We look at how Robotics+AI developers precipitate new learning by (a) pushing into real-world testing; (b) interactive complex tasking simulations for embodied agents; (c) live testing environments to test robot design limits.
Scenario 1: Tesla tests its autopilot cars in the real-world’s infinite variables – though sometimes with tragic consequences. (See my previous post)
Scenario 2: Megaverse3D is a virtual platform for testing AI reinforcement learning and embodied-agents with interactive objects within precisely defined, fully shaded scenes. (In video below, the agent demonstrates general construction skill on 110 building blocks – with only unassisted model-free end-to-end training, i.e. demonstrating generalization beyond its original training on 60 building blocks.)

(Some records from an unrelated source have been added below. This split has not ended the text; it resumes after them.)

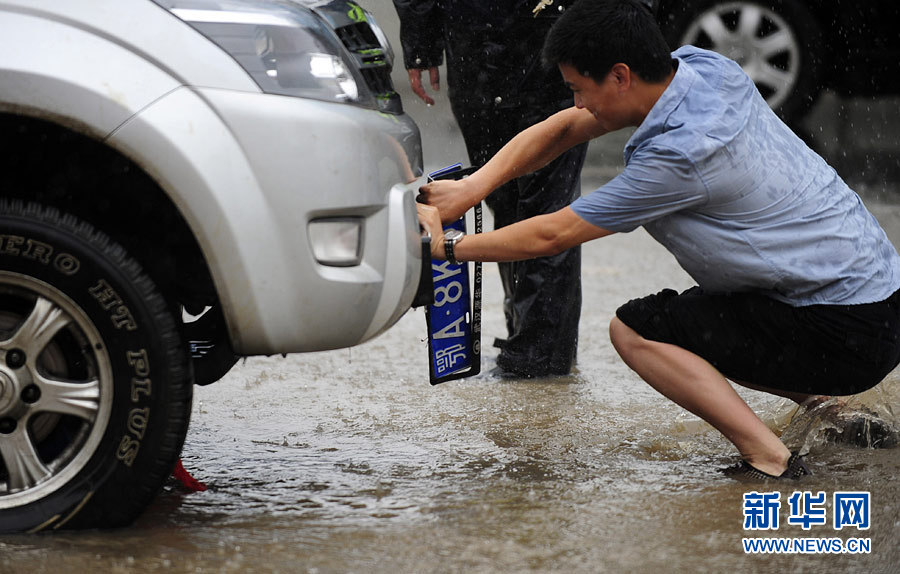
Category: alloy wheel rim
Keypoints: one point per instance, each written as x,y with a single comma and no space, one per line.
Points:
56,389
755,37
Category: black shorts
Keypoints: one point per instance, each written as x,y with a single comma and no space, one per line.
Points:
750,338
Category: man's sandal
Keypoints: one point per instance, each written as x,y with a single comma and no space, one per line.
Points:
744,470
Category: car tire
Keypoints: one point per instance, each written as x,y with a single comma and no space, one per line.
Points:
778,44
95,385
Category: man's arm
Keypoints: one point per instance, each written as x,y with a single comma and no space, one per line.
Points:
528,151
538,236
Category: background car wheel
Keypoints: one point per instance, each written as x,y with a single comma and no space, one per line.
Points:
95,389
778,44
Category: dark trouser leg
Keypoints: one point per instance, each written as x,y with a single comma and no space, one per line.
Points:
542,300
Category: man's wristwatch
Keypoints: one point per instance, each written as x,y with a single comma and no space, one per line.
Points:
451,238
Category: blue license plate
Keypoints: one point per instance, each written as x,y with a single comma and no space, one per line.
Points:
454,318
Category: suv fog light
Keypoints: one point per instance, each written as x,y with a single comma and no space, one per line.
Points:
337,241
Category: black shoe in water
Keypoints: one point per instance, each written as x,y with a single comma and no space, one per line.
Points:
744,470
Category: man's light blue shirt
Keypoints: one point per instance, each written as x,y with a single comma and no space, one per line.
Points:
739,200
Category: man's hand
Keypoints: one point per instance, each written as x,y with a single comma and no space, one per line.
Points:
451,197
415,82
431,221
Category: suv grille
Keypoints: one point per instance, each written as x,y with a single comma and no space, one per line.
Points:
361,42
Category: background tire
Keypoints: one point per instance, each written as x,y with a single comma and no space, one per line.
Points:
778,44
95,386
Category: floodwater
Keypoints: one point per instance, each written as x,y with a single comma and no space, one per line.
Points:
349,461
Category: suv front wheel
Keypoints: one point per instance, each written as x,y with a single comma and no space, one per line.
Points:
95,387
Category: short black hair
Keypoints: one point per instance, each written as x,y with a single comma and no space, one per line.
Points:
593,35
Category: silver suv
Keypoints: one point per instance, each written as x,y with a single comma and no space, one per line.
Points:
182,182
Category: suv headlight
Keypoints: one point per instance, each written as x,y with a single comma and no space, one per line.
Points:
284,47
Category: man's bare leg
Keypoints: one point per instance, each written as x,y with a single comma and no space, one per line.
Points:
691,382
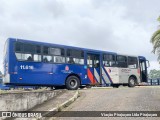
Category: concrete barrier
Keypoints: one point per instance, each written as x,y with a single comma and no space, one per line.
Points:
20,101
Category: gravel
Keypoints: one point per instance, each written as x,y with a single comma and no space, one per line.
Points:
117,99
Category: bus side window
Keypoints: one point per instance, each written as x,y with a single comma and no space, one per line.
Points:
29,58
132,62
47,58
121,61
109,60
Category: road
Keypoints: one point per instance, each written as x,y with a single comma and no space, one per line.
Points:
116,99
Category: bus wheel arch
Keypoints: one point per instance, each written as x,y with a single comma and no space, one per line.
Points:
132,81
72,82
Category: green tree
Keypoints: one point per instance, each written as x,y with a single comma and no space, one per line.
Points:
155,40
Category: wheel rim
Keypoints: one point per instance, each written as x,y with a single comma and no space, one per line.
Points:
73,83
132,81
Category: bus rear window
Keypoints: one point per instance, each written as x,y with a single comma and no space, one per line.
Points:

Scenario 3: Boston Robotics tests two Atlas robots running a complex parkour. They finish flawlessly, remarkably. In playful celebration, a robot pumps an arm with a stutter-step barely perceptible but noted by team lead Scott Kuindersma: “Every behavior here has a small chance of failure. It’s almost 90 seconds of continuous jumping, jogging, turning, vaulting, and flipping, so those probabilities add up…that’s one of the joys of robotics, that we’re solving really hard problems.”
“New directions in science are launched by new tools much more often than by new concepts. The effect of a concept-driven revolution is to explain old things in new ways. The effect of a tool-driven revolution is to discover new things that have to be explained.” (Freeman Dyson)
True innovation often takes courage to risk spectacular face-plants.
Sometimes we can only poke at the darkness beyond our known world’s edge.
We model AI on human intelligence without fully understanding the brain or the mind. But the quest for Artificial General Intelligence also has boosted neuroscience. Two exciting areas: R. Quiroga on how the brain selectively filters and wires for concepts. L. Barrett: emotions are not just fuzzy feelings but an organism’s defining its likes/dislikes as a matter of efficient economics.
Still, as P.W. Anderson warns, in science it’s not a simple matter of extrapolation: “…at each level of complexity entirely new properties appear.” And we’d do well to spend some nights thinking about that.